Dal “partito di tutta la classe” in cui convivevano e si scontravano tendenze programmatiche diverse, si passa al partito dell’avanguardia proletaria che raggruppa e organizza, su basi indipendenti, i militanti coscienti della classe attorno al programma rivoluzionario.
Sotto questo profilo il leninismo ha rappresentato storicamente un momento di sviluppo reale del marxismo. La Terza Internazionale nasce e si  forgia nei suoi primi  anni attraverso la rigorosa  rottura organizzativa con  i partiti riformisti (seconda Internazionale) e con i partiti centristi (Internazionale due e mezzo).
I 21 Punti di adesione all’Internazionale (condizioni di adesione poste nel 1920) sancivano questa linea di separazione.
La storia del bolscevismo russo ha ripercorso in Russia questa dinamica storica.
Il bolscevismo è nato e si è sviluppato in Russia attraverso la costante demarcazione teorica, programmatica, politica, da ogni altra tendenza del movimento operaio e popolare.

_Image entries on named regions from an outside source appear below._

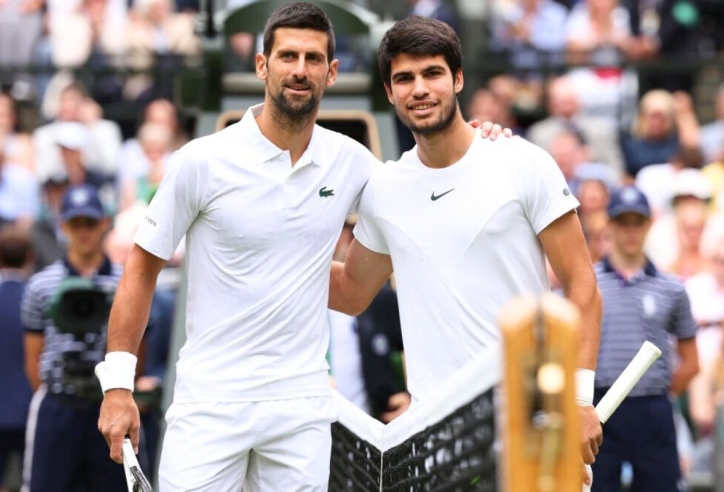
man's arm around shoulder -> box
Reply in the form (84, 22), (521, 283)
(98, 245), (166, 463)
(329, 239), (392, 316)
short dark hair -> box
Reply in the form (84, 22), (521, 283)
(0, 225), (33, 268)
(264, 2), (335, 61)
(377, 16), (463, 85)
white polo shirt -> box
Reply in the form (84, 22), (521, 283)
(135, 105), (380, 402)
(354, 138), (578, 400)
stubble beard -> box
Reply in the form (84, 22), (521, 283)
(395, 100), (458, 136)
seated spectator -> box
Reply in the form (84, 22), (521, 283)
(580, 211), (611, 266)
(528, 76), (624, 176)
(566, 0), (631, 67)
(30, 174), (69, 272)
(0, 227), (33, 492)
(116, 99), (188, 183)
(55, 121), (118, 214)
(120, 123), (171, 210)
(124, 0), (201, 101)
(645, 169), (722, 278)
(0, 0), (44, 100)
(407, 0), (460, 35)
(701, 160), (724, 217)
(0, 93), (35, 172)
(490, 0), (568, 69)
(0, 135), (40, 227)
(699, 84), (724, 164)
(48, 0), (127, 104)
(636, 147), (712, 217)
(621, 90), (699, 178)
(566, 0), (638, 126)
(33, 82), (122, 181)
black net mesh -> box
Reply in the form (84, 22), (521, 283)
(329, 422), (382, 492)
(329, 389), (498, 492)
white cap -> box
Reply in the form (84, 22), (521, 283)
(55, 121), (90, 150)
(673, 169), (712, 200)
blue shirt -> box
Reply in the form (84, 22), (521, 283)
(595, 259), (696, 396)
(0, 164), (40, 222)
(0, 270), (33, 430)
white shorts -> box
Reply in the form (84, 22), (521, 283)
(159, 396), (339, 492)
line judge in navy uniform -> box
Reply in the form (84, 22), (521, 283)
(591, 186), (699, 492)
(21, 185), (127, 492)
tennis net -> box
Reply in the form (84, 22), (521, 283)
(329, 350), (501, 492)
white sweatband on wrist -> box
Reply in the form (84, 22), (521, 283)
(575, 369), (596, 407)
(99, 352), (138, 393)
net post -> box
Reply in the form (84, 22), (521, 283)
(499, 293), (582, 492)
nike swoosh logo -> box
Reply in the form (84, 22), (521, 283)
(430, 188), (455, 202)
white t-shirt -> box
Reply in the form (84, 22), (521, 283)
(135, 105), (379, 402)
(329, 309), (371, 413)
(354, 138), (578, 400)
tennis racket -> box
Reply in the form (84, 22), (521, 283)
(95, 362), (153, 492)
(583, 341), (661, 492)
(122, 438), (153, 492)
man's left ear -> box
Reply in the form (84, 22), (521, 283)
(327, 60), (339, 87)
(453, 68), (465, 94)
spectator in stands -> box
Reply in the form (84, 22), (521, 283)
(407, 0), (460, 35)
(701, 159), (724, 218)
(120, 123), (172, 210)
(0, 135), (40, 227)
(48, 0), (128, 104)
(550, 131), (616, 197)
(566, 0), (638, 126)
(55, 121), (118, 214)
(0, 227), (33, 490)
(0, 0), (44, 101)
(646, 169), (724, 274)
(591, 186), (698, 492)
(124, 0), (201, 101)
(467, 82), (523, 135)
(685, 236), (724, 436)
(0, 93), (35, 172)
(581, 212), (611, 263)
(22, 185), (136, 492)
(395, 0), (460, 152)
(116, 99), (188, 177)
(699, 84), (724, 164)
(33, 82), (121, 181)
(30, 174), (69, 272)
(636, 147), (711, 217)
(528, 76), (624, 176)
(621, 90), (699, 178)
(490, 0), (568, 69)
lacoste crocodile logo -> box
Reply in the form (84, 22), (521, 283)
(430, 188), (455, 202)
(319, 186), (334, 198)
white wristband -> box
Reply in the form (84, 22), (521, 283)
(576, 369), (596, 407)
(98, 352), (138, 393)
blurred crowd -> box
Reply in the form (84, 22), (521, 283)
(0, 0), (724, 490)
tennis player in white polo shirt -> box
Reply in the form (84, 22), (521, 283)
(330, 17), (601, 488)
(99, 3), (510, 492)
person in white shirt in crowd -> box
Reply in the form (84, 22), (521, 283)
(33, 82), (122, 181)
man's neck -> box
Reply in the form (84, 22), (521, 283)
(609, 250), (649, 280)
(256, 100), (318, 166)
(68, 250), (105, 277)
(414, 114), (478, 168)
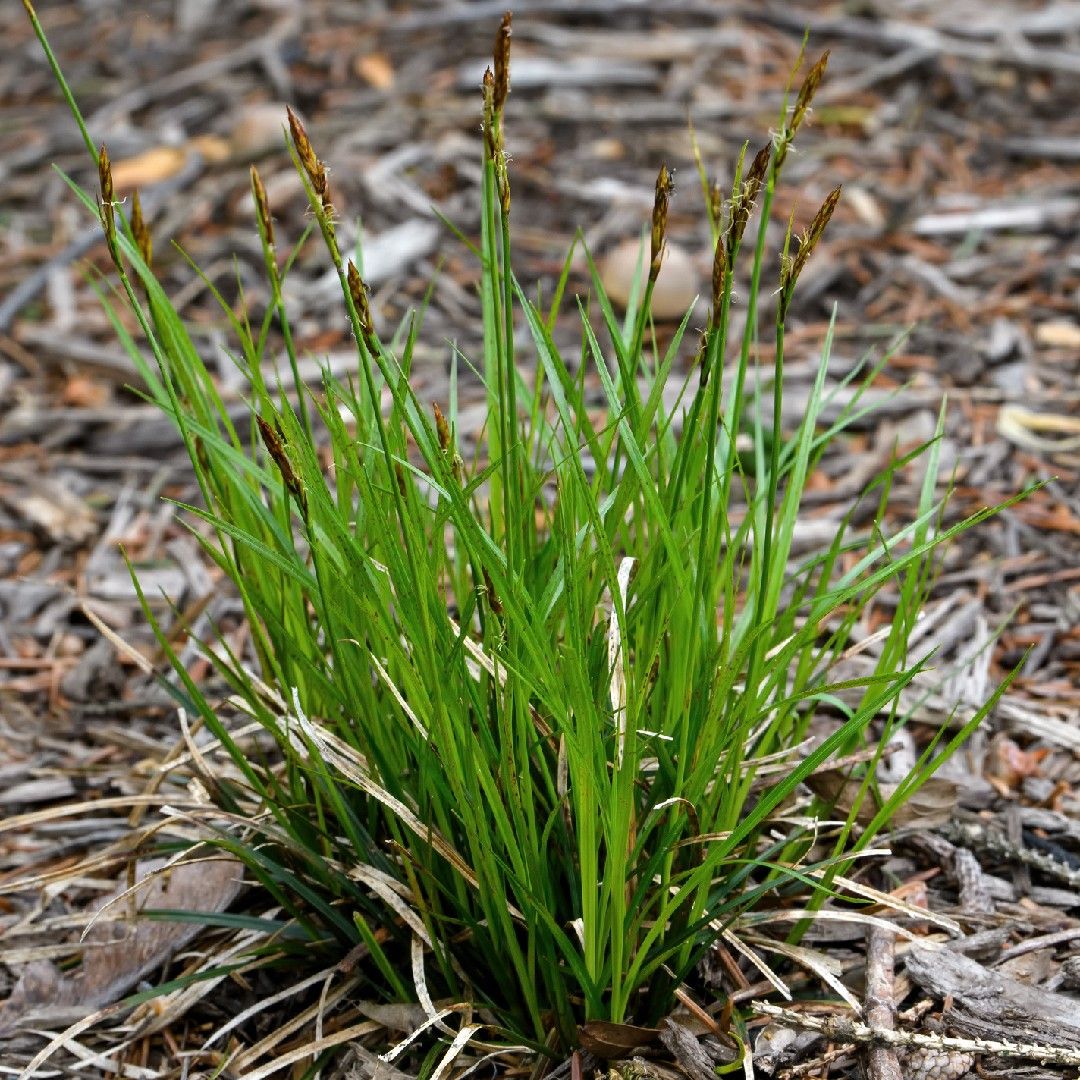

Non attraverso la cosiddetta “unità dei rivoluzionari”, ma attraverso la battaglia più rigorosa contro le altre tendenze della democrazia radicale russa. 
Prima contro il populismo, a difesa della centralità della classe operaia e della lotta di classe per le prospettive della rivoluzione (anche in un paese arretrato come la Russia). 
Poi contro l’economicismo operaista che mirava a subordinare la politica rivoluzionaria ai puri obiettivi economico sindacali del movimento. 
Poi contro il menscevismo, che in nome dell’arretratezza russa teorizzava la subordinazione del movimento operaio alla rivoluzione borghese e rivendicava un partito non d’avanguardia cui potesse aderire “ogni scioperante”.
Questa linea di demarcazione e battaglia politica e teorica ha attraversato l’intera storia del POSDR (partito della socialdemocrazia russa). Ed è approdata alla scissione organizzativa definitiva tra bolscevismo e menscevismo alla vigilia del 1917. Il passaggio dal partito di tutta la classe al partito della avanguardia proletaria cosciente ha avuto nella teoria e nella pratica di Lenin e del bolscevismo russo il suo principale fattore propulsivo, anche su scala internazionale.